Escape: make \eta time-dependent — large early to travel, decaying to quench the noise.

Decay schedules

\begin{aligned} \eta(t) & = \eta_i \textrm{ if } t_i \leq t \leq t_{i+1} && \textrm{piecewise constant} \\ \eta(t) & = \eta_0 \cdot e^{-\lambda t} && \textrm{exponential decay} \\ \eta(t) & = \eta_0 \cdot (\beta t + 1)^{-\alpha} && \textrm{polynomial decay} \end{aligned}

Robbins–Monro (1951): convergence needs \sum_t \eta(t) = \infty (can travel anywhere) and \sum_t \eta(t)^2 < \infty (noise quenched).

Exponential decay: too eager

\sum_t \eta(t) < \infty — a finite travel budget. The iterate stops short of the optimum, out of learning rate:

def exponential_lr():
    # Global variable that is defined outside this function and updated inside
    global t
    t += 1
    return math.exp(-0.1 * t)

t = 1
lr = exponential_lr
d2l.show_trace_2d(f, d2l.train_2d(sgd, steps=1000, f_grad=f_grad))

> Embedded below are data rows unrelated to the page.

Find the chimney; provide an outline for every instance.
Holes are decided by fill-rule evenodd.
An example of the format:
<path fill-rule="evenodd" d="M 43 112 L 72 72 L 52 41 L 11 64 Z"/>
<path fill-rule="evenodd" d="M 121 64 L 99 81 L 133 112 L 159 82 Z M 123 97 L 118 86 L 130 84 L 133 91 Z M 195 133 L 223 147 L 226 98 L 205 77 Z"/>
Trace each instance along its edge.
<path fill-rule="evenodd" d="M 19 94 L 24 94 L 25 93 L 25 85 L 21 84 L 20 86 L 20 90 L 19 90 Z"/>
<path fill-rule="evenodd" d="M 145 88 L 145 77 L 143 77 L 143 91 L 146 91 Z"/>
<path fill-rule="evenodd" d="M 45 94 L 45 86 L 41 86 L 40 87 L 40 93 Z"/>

epoch 1000, x1: -0.810909, x2: -0.028332

Polynomial decay

\eta(t) \propto t^{-1/2} keeps exploring long enough and converges much better after only 50 steps:

def polynomial_lr():
    # Global variable that is defined outside this function and updated inside
    global t
    t += 1
    return (1 + 0.1 * t) ** (-0.5)

t = 1
lr = polynomial_lr
d2l.show_trace_2d(f, d2l.train_2d(sgd, steps=50, f_grad=f_grad))

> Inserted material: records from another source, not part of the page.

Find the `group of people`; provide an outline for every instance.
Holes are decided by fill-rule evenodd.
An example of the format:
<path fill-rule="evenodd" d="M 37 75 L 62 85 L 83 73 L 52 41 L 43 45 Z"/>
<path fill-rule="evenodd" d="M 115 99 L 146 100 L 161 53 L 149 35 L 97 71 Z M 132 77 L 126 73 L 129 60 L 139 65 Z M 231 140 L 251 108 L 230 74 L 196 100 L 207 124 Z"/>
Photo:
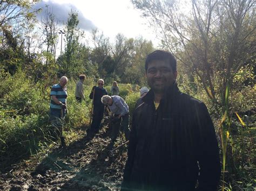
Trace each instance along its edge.
<path fill-rule="evenodd" d="M 177 61 L 170 52 L 151 53 L 145 68 L 150 90 L 140 90 L 131 132 L 124 129 L 129 143 L 122 190 L 216 190 L 220 176 L 219 147 L 206 107 L 179 91 Z M 82 83 L 84 77 L 79 79 Z M 62 77 L 51 91 L 51 115 L 56 117 L 63 117 L 66 110 L 67 82 Z M 81 83 L 77 84 L 78 101 L 84 98 L 79 93 Z M 129 110 L 118 96 L 117 83 L 111 88 L 111 96 L 104 83 L 99 80 L 90 94 L 94 105 L 91 129 L 98 130 L 104 105 L 122 121 L 121 126 L 128 128 Z"/>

epoch 50, x1: 0.037837, x2: 0.002780

Gradient variance vs batch size

In real training the noise comes from which examples land in the minibatch. Averaging b independent example gradients divides the variance by b. Measured on a real network (2-layer MLP, airfoil data), it holds from batch size 1 to 512:

data_iter, feature_dim = d2l.get_data_ch11(batch_size=10)
X = jnp.concatenate([jnp.asarray(Xb) for Xb, yb in data_iter])
y = jnp.concatenate([jnp.asarray(yb) for Xb, yb in data_iter])

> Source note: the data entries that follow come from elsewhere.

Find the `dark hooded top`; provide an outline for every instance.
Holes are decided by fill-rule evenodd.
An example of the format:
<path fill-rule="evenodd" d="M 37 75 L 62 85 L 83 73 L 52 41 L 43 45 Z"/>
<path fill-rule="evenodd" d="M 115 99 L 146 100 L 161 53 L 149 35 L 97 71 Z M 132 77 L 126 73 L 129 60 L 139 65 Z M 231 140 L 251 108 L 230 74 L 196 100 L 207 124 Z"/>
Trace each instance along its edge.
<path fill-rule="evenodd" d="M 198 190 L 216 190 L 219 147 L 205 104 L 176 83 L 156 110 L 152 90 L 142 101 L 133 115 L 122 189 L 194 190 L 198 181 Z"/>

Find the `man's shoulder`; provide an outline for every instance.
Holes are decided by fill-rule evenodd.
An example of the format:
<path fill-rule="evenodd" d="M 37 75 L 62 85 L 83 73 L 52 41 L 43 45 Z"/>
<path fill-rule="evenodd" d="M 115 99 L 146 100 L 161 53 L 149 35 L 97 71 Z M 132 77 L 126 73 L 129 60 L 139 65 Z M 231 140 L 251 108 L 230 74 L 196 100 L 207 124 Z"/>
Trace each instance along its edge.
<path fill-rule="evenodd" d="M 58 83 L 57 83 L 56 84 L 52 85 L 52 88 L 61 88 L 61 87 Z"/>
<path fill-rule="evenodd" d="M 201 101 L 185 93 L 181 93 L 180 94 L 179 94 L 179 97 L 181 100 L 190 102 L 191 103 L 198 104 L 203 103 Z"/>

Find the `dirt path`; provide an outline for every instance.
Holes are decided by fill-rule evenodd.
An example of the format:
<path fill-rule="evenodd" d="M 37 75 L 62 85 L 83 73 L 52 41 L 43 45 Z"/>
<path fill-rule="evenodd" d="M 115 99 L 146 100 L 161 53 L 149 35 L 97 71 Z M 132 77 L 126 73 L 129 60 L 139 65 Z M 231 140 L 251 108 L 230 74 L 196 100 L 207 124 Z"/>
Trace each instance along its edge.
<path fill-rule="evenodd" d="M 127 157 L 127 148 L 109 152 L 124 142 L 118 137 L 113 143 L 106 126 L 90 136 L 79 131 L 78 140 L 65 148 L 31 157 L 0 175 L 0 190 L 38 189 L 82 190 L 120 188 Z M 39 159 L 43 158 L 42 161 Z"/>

k1, k2 = jax.random.split(jax.random.PRNGKey(1))
params = dict(W1=0.1 * jax.random.normal(k1, (feature_dim, 64)),
              b1=jnp.zeros(64),
              W2=0.1 * jax.random.normal(k2, (64, 1)), b2=jnp.zeros(1))

def batch_loss(params, idx):
    h = jax.nn.relu(X[idx] @ params['W1'] + params['b1'])
    return jnp.mean(((h @ params['W2'] + params['b2']).squeeze()
                     - y[idx]) ** 2) / 2

def batch_grad(idx):  # Flattened loss gradient on the minibatch X[idx]
    grads = jax.grad(batch_loss)(params, idx)
    return jnp.concatenate([g.reshape(-1) for g in jax.tree.leaves(grads)])

g_full = batch_grad(jnp.arange(len(y)))
batch_sizes = [1, 8, 64, 512]
var, key = [], jax.random.PRNGKey(0)
for b in batch_sizes:
    key, subkey = jax.random.split(key)
    idx = jax.random.randint(subkey, (200, b), 0, len(y))
    err = jax.vmap(lambda i: ((batch_grad(i) - g_full) ** 2).sum())(idx)
    var.append(float(err.mean()))
d2l.plot(batch_sizes, [var, [var[0] / b for b in batch_sizes]],
         'batch size', 'gradient variance', xscale='log', yscale='log',
         legend=['measured', '1/b'])

Batch size is a dial with diminishing returns

Variance \propto 1/b → noise amplitude \propto 1/\sqrt{b}.
100\times more compute per step → only 10\times quieter gradients.
How to spend compute between \eta and b: next section. What happens at LM scale: the batch-size section later in the chapter.

Recap

SGD: \mathbf{x} \leftarrow \mathbf{x} - \eta \nabla f_i(\mathbf{x}) with random i. Unbiased; \mathcal{O}(1)/step instead of \mathcal{O}(n).
Constant \eta: noise ball with squared radius \approx \eta\sigma^2/(2\lambda).
Decay: \sum \eta_t = \infty, \sum \eta_t^2 < \infty (Robbins–Monro) → convergence.
Minibatch of size b: variance \propto 1/b — verified on a real network.
Proofs: convex rates and nonconvex Ghadimi–Lan, in the math appendix.